Aunque el recorrido sigue un orden cronológico, hay momentos que nos llevan a la intemperie, a esas tierras extrañas donde hasta ahora la historia oficial había enmudecido. Son las relaciones entre los mirós y autoras extraviadas en un oscuro recodo del irascible canon masculino: Minna Wright, Anne Ryan, Perle Fine, Alice Trumbull, Janet Sobel (creadora de la técnica del drip painting) o las que firmaron con nombres masculinos para ser tenidas en cuenta: Henrietta Myers (Peter Miller), Corinne Michelle West (Michael West).

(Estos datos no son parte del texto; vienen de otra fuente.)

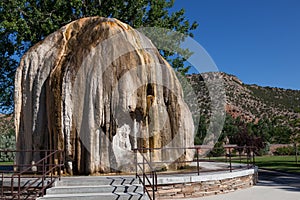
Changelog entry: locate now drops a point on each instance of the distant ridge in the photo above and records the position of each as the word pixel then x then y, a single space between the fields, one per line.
pixel 249 102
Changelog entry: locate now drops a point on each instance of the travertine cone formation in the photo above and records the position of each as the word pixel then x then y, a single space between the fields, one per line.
pixel 97 89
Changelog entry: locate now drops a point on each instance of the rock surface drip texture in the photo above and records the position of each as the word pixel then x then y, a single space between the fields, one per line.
pixel 97 89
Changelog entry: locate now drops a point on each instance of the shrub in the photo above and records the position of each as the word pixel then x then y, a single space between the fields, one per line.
pixel 285 151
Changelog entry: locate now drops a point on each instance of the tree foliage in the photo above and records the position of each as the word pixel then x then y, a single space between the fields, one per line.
pixel 26 22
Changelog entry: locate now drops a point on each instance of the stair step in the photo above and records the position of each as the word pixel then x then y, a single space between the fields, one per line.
pixel 79 181
pixel 95 189
pixel 95 196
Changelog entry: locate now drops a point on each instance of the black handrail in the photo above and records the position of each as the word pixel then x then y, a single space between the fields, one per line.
pixel 144 178
pixel 229 157
pixel 42 177
pixel 2 180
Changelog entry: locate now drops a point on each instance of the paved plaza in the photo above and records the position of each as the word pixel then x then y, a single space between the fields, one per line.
pixel 271 186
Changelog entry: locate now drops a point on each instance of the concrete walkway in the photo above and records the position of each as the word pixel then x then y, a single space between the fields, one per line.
pixel 271 186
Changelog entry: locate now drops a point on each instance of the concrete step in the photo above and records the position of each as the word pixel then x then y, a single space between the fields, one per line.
pixel 91 180
pixel 96 189
pixel 95 196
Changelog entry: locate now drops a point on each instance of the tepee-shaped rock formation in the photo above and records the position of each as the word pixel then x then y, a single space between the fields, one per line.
pixel 97 89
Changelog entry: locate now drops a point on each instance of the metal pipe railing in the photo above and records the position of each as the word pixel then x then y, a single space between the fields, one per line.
pixel 229 158
pixel 144 177
pixel 46 169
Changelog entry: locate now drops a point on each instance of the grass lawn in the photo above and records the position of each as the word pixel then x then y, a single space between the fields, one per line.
pixel 281 163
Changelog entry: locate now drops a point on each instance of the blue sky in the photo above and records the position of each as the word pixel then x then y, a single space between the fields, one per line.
pixel 256 40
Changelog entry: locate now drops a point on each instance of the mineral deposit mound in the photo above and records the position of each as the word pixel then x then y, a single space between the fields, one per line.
pixel 97 89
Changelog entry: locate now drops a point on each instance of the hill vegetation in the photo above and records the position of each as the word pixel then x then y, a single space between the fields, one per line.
pixel 255 115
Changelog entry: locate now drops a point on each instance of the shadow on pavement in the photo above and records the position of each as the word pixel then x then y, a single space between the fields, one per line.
pixel 285 181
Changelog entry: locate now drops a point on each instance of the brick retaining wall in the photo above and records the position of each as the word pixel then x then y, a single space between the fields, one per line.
pixel 204 187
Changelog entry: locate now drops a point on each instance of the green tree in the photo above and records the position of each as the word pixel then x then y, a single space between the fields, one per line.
pixel 26 22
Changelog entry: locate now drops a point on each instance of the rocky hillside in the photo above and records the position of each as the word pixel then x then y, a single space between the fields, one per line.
pixel 249 102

Frente a estos pares, sala a sala, nos sentimos como en casa. Lo mismo que cuando somos capaces de jugar con los espacios del edificio de Sert y urdir alianzas formales o conceptuales entre más mirós y obras de norteamericanos, y otros que sin ser originarios del país se trasladaron o pasaron una temporada allí. Por ejemplo, los tótems (1947) de Louise Bourgeois con el eco de Miró en Sa majesté le roi (1974). O, en el plano audiovisual, la obra de Maya Deren y del neozelandés Len Lye. Una sala aparte merece el trabajo en Atelier 17, el taller parisiense de Stanley Hayter, donde el barcelonés innovó con técnicas de grabado. Se incluye la plancha y las pruebas de estado que Miró hizo para el poemario L’Antitête (1947), de Tristan Tzara.
La exposición no trata solo de cómo influyó el arte estadounidense en Miró. También de la sorpresa y el efecto de su pintura en toda una generación de expresionistas, antesala de las composiciones all over que desarrollarían más tarde. De modo que la conexión sería más bien dialéctica: no solo Miró enriqueciéndose con los modos gestuales y los grandes formatos, sino también cómo interiorizó sus propios cambios y los proyectó en su tiempo.

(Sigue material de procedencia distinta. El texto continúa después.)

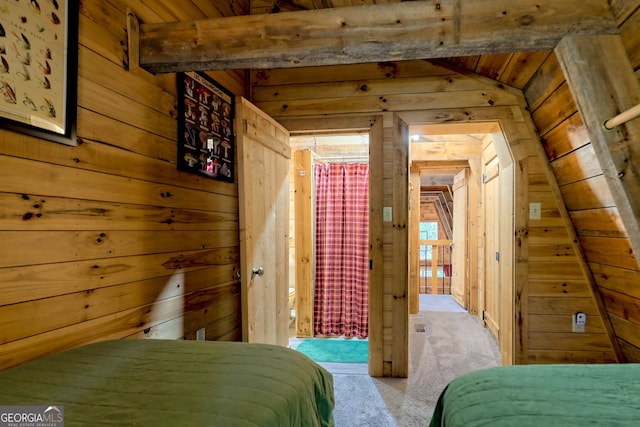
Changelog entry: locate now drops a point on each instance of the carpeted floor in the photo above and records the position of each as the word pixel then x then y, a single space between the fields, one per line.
pixel 453 343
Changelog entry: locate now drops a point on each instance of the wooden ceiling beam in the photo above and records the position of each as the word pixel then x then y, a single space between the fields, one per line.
pixel 374 33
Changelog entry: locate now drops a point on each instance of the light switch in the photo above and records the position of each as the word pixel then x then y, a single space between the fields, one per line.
pixel 535 210
pixel 579 322
pixel 387 214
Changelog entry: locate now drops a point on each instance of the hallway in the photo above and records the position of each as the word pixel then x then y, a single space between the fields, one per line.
pixel 453 343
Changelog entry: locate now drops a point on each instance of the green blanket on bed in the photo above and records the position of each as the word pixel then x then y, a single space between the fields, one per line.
pixel 542 395
pixel 176 383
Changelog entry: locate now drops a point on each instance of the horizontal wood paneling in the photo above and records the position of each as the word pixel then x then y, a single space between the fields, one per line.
pixel 107 239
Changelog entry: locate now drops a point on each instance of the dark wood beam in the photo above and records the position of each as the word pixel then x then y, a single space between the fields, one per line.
pixel 375 33
pixel 602 81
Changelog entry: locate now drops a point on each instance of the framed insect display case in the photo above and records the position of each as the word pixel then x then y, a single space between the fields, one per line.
pixel 39 68
pixel 205 127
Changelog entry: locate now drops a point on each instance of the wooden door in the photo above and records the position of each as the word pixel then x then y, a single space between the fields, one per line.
pixel 492 219
pixel 459 275
pixel 263 190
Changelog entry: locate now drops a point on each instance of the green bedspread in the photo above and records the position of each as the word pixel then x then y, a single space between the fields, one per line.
pixel 543 395
pixel 176 383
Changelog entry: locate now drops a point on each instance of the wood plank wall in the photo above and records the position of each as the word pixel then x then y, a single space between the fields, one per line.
pixel 603 238
pixel 421 92
pixel 107 239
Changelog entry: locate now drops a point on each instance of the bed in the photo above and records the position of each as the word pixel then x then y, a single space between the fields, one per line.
pixel 542 395
pixel 145 382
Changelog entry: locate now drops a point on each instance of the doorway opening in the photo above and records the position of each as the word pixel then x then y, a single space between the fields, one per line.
pixel 328 296
pixel 461 179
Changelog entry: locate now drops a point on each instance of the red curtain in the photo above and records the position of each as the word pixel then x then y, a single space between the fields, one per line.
pixel 341 304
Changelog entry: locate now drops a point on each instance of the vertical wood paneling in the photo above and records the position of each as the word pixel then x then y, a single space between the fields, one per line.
pixel 305 104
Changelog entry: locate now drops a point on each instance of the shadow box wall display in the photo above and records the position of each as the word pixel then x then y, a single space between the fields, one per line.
pixel 205 127
pixel 39 68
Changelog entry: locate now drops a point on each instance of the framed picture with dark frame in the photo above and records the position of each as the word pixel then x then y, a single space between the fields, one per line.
pixel 205 127
pixel 39 68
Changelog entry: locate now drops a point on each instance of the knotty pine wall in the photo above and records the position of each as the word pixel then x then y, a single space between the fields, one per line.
pixel 603 238
pixel 421 92
pixel 107 239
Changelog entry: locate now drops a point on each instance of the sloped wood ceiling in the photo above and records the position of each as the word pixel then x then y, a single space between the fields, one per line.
pixel 603 238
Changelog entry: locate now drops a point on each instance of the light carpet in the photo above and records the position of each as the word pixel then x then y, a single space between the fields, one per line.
pixel 453 343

Miró visitó EE UU en siete ocasiones. El MoMA lo consagró con dos retrospectivas, 1941 y 1959 (esta última incluyó La masía, adquirido por Hemingway en 1925). Fue después de la segunda cuando Willem de Kooning detectó en él una función pionera en el desarrollo del arte de posguerra: “Miró cortó el nudo gordiano”. Motherwell fue más lejos: “No existe ningún artista importante cuyo atavismo recorra tantos miles de años, y a la vez no hay artista más moderno que él”. Conmovedora es la cita de Lee Krasner sobre las Constelaciones, que descubrió en su presentación en la galería Pierre Matisse de Nueva York: “Cada una es un pequeño milagro”.
Miró y los Estados Unidos. Fundació Miró. Barcelona. Hasta el 22 de febrero de 2026.